Bien que membre de la Composers’ Guild et à l’affiche du Judson Hall de New York fin 1964 à la suite de l’October Revolution imaginée par Bill Dixon, il reste à l’écart des studios jusqu’en 1966, lorsqu’Alfred Lion lui fait enregistrer coup sur coup deux disques Blue Note, selon un programme esquissé en quintette l’année précédente à Newport : “Unit Structures” en mai et “Conquistador !” en octobre ; le premier en septette, le second en sextette, les deux formations avec la même rythmique à deux basses (Henry Grimes, Alan Silva) et batterie (Andrew Cyrille).
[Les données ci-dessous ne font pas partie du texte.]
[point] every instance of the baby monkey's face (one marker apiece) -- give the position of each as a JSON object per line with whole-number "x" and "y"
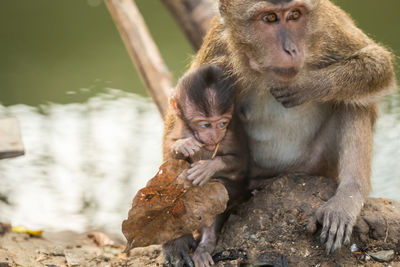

Thème-improvisation-thème, composition-solo-collective, mélodie-harmonie-rythme percuté: les vieilles distinctions explosent au profit de fonctions orchestrales et d’architectures nouvelles reposant sur un matériel brut : accords tendus ou compressés en clusters, giclées de gammes naturelles ou altérées, cellules mélodiques font l’objet de jeux sériels et de miroirs, de pulvérisations et d’ondes vibratoires, d’explosions, de tsunamis sonores et d’accalmies. Rudy Van Gelder s’insurgera contre le traitement infligé au piano de son célèbre studio, mais le grand Cecil Taylor est là, invité dès le mois de novembre à Paris avec son quartette régulier (Lyons, Silva et Cyrille) à faire l’objet de l’un des cinq documentaires conçus par le compositeur Luc Ferrari dans le cadre de la série Les Grande Répétitions  consacrées par ailleurs à Olivier Messiaen, Karlheinz Stockhausen, Edgard Varèse et Hermann Scherchen. Paradoxe de cette Great Black Music, que beaucoup accuseront de tourner le dos aux valeurs fondamentales du blues et du swing.

Au cœur du piano
En 1968, il commence à se produire en solo, un formule qui met en valeur la dimension physique, sportive, presque combattive de son jeu, art du dripping et d’une forme d’action painting s’appuyant souvent sur des architectures préconçues et toujours sur un vocabulaire de cellules très repérables, lui appartenant en propre et le distinguant des suiveurs qui s’engouffreront dans la brèche de ce piano libéré de son histoire et de ses conventions, réconcilié avec le corps de l’interprète et ramené à sa nature première, percussive. Raconter la suite, reviendrait à écrire un livre qui le montrerait s’imposant progressivement dans les grands festivals internationaux, tantôt seul, tantôt à la tête d’effectifs variables (ses Units) où l’on croisera Sam Rivers, David S. Ware, William Parker, Matt Maneri, les grandes figures des nouvelles musiques improvisées européennes… Fidèle à ses premières amours, il aimera donner la réplique en duo aux batteurs : Max Roach, Tony Oxley, Han Bennink et Tony Williams (le temps d’un morceau sur un disque de celui-ci, “The Joy Of Flying”).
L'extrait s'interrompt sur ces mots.